The Centennial State’s climate is just as varied as its topography, as you’ll discover when moving to Colorado. Overall, the state has a semi-arid climate, with cool temperatures and low precipitation that becomes less in the west of the state. In the east, winters are dryer, while spring gets the most amount of precipitation, and summer weather can vary from one minute to the next, with frequent heavy winds and severe thunderstorms with large hail. If you’re moving to CO, you’ll experience summer temperatures ranging from 80 to 90 degrees Fahrenheit and winter lows between 35 and 47 degrees Fahrenheit, depending on location and elevation.
There are a number of top-notch educational institutions you can attend when moving to Colorado:
- Elementary School: Three of the top-ranked elementary schools are Challenge School in Denver, Aurora Quest Academy in Aurora and High Peaks Elementary School in Boulder.
- High School: The Vanguard School in Colorado Springs, Ralston Valley Senior High School in Arvada, and Telluride High School in Telluride are some of the best high schools in the state.
- Higher Learning: If you’re moving to CO, note that it is home to the United States Air Force Academy just outside of Colorado Springs, as well as the University of Colorado school system. Other notable schools are Regis University and Johnson & Wales, which are both situated in Denver.
If you’re moving to Colorado, your one-stop shop for government information will be Colorado’s Official State Web Portal. Here are a few important facts and specific resources:
- You don’t need a moving permit in Colorado.
- There’s no excise tax, but both the state and your city levy a sales tax when you buy a vehicle.

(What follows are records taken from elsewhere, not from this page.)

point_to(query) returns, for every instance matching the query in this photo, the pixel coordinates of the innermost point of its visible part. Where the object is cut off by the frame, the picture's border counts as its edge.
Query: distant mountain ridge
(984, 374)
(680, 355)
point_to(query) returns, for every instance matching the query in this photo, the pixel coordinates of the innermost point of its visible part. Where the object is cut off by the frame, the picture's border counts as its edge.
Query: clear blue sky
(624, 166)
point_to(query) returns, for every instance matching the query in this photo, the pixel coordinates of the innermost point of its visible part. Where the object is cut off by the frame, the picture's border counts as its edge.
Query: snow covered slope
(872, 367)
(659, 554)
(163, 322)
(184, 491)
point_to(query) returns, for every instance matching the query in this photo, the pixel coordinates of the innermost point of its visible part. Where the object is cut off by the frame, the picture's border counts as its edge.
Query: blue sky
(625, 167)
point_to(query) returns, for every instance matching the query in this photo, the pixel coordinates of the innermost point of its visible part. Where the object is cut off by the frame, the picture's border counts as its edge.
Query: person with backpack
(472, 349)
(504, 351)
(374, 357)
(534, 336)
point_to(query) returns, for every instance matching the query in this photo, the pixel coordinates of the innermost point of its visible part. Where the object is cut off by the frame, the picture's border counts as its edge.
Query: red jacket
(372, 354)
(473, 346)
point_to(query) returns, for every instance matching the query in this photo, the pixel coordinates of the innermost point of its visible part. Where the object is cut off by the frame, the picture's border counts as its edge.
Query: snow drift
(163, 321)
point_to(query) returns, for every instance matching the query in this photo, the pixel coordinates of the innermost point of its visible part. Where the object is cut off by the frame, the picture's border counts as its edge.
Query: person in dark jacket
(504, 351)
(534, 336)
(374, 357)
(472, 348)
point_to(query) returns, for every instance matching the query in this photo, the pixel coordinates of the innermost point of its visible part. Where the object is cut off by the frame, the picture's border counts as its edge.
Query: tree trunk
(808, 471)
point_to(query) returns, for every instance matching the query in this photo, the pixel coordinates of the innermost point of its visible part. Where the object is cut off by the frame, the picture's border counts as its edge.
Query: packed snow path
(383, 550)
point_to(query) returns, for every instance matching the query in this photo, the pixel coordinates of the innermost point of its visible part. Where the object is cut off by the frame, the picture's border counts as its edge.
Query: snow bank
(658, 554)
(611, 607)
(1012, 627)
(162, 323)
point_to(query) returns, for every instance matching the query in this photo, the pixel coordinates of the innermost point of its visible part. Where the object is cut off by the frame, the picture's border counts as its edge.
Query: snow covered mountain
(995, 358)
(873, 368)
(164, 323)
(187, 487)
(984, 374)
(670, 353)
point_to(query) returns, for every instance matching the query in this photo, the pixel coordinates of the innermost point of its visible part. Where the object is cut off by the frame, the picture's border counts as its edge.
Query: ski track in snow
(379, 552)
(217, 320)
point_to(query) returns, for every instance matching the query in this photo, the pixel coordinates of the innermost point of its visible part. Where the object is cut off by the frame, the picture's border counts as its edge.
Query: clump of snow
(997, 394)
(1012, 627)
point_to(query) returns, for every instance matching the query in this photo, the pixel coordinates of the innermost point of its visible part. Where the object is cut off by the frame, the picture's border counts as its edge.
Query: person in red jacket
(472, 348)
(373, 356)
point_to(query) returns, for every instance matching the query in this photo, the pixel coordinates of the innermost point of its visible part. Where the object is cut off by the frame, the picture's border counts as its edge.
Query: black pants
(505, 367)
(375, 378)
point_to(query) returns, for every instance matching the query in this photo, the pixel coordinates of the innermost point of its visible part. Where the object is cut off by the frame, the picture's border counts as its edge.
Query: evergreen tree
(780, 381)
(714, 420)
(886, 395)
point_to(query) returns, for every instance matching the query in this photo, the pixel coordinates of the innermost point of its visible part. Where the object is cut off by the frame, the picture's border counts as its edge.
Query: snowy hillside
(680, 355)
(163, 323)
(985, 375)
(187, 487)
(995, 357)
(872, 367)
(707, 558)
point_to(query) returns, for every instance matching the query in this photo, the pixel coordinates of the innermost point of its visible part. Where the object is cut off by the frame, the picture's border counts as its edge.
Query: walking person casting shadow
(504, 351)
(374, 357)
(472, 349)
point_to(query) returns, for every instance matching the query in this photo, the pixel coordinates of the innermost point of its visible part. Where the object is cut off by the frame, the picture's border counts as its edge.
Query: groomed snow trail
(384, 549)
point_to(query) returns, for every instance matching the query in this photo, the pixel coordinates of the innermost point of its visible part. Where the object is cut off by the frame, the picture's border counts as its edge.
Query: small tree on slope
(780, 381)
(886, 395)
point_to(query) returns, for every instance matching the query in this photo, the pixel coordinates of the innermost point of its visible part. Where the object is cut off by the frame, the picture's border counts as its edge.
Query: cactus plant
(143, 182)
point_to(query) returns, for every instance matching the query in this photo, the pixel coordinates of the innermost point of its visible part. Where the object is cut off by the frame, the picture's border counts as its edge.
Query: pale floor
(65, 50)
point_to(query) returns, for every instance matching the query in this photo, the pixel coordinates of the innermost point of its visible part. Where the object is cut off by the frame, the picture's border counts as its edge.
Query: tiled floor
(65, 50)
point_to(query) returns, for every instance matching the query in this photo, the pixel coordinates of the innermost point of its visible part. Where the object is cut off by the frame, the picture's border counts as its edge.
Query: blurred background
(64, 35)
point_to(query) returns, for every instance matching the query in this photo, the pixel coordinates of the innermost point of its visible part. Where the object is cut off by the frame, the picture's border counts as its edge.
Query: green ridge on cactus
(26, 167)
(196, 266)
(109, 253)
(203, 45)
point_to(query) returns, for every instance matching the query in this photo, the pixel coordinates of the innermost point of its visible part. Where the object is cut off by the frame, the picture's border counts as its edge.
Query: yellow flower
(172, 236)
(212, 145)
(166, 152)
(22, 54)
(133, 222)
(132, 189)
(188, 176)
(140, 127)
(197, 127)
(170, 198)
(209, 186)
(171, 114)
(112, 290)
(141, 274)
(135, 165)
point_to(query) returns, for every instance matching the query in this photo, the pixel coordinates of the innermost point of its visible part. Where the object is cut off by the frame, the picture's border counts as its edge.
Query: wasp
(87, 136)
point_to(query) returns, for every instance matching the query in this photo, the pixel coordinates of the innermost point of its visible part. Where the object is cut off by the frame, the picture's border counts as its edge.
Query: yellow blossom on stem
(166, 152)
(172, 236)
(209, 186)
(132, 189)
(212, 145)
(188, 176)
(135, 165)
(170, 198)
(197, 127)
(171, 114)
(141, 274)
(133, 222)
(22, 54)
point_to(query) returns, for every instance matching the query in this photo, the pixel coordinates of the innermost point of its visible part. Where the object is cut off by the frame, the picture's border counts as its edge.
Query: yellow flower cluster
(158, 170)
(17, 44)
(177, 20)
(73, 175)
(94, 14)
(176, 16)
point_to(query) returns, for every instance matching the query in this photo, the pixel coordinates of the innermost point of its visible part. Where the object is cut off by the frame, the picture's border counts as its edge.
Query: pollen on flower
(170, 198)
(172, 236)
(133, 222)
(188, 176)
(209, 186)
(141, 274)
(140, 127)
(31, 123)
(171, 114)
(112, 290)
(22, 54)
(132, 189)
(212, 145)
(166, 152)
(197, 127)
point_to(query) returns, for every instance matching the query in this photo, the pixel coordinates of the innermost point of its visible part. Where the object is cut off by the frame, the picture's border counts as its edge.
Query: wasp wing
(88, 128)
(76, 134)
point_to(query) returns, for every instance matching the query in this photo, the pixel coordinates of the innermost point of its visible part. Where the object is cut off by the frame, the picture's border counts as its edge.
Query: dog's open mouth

- Colorado has five toll roads: the 47-mile E-470 that runs along the east side of the Denver-Aurora area (note that the fees here are among the highest in the nation); the Northwest Parkway that connects the E-470 to the US-36; Pikes Peak Highway that runs from Cascade to Pikes Peak; Trail Ridge Road (US Highway 34); and Colorado State Highway 5, which is a scenic route to the top of Mount Evans.
- After moving to CO, you can register to vote as soon as you have your CO driver’s license by mailing in a voter registration form. The deadline to register is 29 days before Election Day.
- Trash and recycling are regulated by your city, which contracts it out to a private company. If you live in a remote area, you might have to take your trash to the landfill or contact a privately owned waste management company yourself.
- You must apply for a CO driver’s license within 30 days of moving to Colorado. The cost for a 5-year license is $21.
- You have 90 days to register your vehicle at your local County Clerk’s Office after moving to CO. The fees are based on the age, weight, taxable value, purchase date and the type of license plate you want for your vehicle, and an emissions test is required. It’s important to note that most counties will not provide information about pricing over the phone, as registration fees are much higher than elsewhere. To quote one County Clerk, “I’ve had grown men cry at my desk.” However, you can see a general breakdown of the costs at the Adams County website.
- It costs $7.20 to transfer a title and $5 per page for a lien recording.